3713 sayılı Kanunun bu hususa metaallik gerekçesinde aynen (diğer yandan
toplumsal barışa katkı sağlamak üzere çeşitli nedenlerle suç işlemiş kişileri
tekrar topluma kazandırmanın ve kendilerine bu hususta bir fırsat tanımanın
da gerekli olduğu sonucuna varılmıştır. Ancak, bunu sağlamak için geçmişte
çıkarılan ve cezaları bütün neticeleri ile ortadan kaldıran af kanunlarını
suçluluğu önlemek yerine aksine sonuç vererek affı takiben cezaevlerinin kısa
bir süre sonra dolmasına ve özellikle affa mazhar olmuş kişilerin bir
kısmının tekrar suç işlemesini önleyemediği gözönünde bulundurularak
cezaların bütün neticeleriyle affı yerine mahkemelerce kesinleşmiş
mahkumiyetlerin infazının geri bırakılmasına karar verilmesi, bu durumda
olanların dava veya ceza zamanaşımı süresi içinde tekrar suç işlemeleri
halinde infazı geri bırakılan cezalarını çekmeleri ve şartla tahliye
hükümlerinden yararlanmamaları şeklinde düzenleme yapılması halinde yukarıda
sözü edilen sakıncaların ortadan kalkacağı düşünülmektedir" denildikten
sonra, maksat açıkca (.............) toplumsal barışa katkı sağlamak üzere
çeşitli nedenlerle suç işlemiş kişileri topluma kazandırmak için kesinleşmiş
mahkumiyetlerin infazının bir defaya mahsus olmak üzere mahkemelerince geri
bırakılmasına imkan sağlanmaktadır deyimiyle özetlenmiştir. Görüldüğü üzere
kanun koyucu kesinleşmiş bütün mahkumiyetlerin infazını bir kereye mahsus
olmak üzere durdurarak atıfette bulunmayı murad etmektedir.

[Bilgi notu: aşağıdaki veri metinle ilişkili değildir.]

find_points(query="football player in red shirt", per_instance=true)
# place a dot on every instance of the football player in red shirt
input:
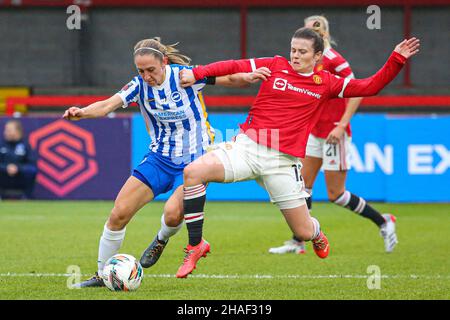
(329, 147)
(275, 133)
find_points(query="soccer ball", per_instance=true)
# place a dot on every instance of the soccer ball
(122, 272)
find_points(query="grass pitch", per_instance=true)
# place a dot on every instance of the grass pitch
(41, 240)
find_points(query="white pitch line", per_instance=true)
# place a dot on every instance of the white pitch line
(248, 276)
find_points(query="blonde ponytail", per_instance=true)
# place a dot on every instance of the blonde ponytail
(321, 26)
(159, 50)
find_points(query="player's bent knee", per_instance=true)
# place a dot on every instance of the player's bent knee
(192, 172)
(120, 215)
(173, 215)
(333, 194)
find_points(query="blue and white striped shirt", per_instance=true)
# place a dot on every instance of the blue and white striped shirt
(175, 117)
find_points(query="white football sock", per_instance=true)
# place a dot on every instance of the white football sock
(166, 232)
(110, 243)
(316, 228)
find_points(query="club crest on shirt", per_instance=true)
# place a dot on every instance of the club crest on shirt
(176, 96)
(317, 79)
(280, 84)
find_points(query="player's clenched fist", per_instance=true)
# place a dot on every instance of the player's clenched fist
(186, 78)
(73, 114)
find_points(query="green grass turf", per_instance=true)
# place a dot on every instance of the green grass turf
(47, 237)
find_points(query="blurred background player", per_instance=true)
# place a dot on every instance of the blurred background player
(329, 147)
(275, 134)
(17, 163)
(177, 123)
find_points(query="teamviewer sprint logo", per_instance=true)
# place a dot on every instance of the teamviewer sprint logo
(280, 84)
(66, 156)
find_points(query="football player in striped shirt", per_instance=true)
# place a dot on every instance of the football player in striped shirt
(329, 147)
(177, 123)
(275, 133)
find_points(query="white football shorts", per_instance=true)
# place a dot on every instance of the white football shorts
(277, 172)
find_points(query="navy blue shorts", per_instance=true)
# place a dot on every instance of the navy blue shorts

Gerekçesi bu olmakla beraber tasarı yasa haline getirilirken bu şekilde
metinleştirilmemiş, aynı maksata matuf; ancak kesinleşmiş mahkumiyetlerin
infazının tehiri değil, 8.4.1991 tarihine kadar açılmış ve açılacak olan
davalarla mahkumiyetle sonuçlanan davaların sanıkları tutuklu veya
hükümlülerinin ölüm cezalarında 10, müebbet ağır hapiste 8 yılını ve diğer
hürriyeti bağlayıcı cezalarda da mahkumiyetlerinin 1/5'ini çektikleri
takdirde meşruten tahliyeleri benimsenmiş, şartla salıvermenin şartları da
ortadan kaldırılmış olmakla istisnaları dışında kayıtsız şartsız tahliyeleri
öngörülmüştür. Bu hukuki tasarrufun ismi af olmamakla birlikte neticelerinden
kat'ı nazar, genel kısmi af görüntüsü verdiği ve tasarının gerekçesindeki
amacı yansıttığı da bir vakıadır. İstisnalarına geçici 3 ve 4. maddelerde yer
verilmiş, bu istisnalar dışında istisna kabul edilmemiştir. Binnetice 647
sayılı Cezaların İnfazı Hakkındaki Kanunun 19. maddesiyle, TCK.nun meşruten
tahliyeye mütedair 17. maddesini, bu kanunun tatbikatında askıya almıştır.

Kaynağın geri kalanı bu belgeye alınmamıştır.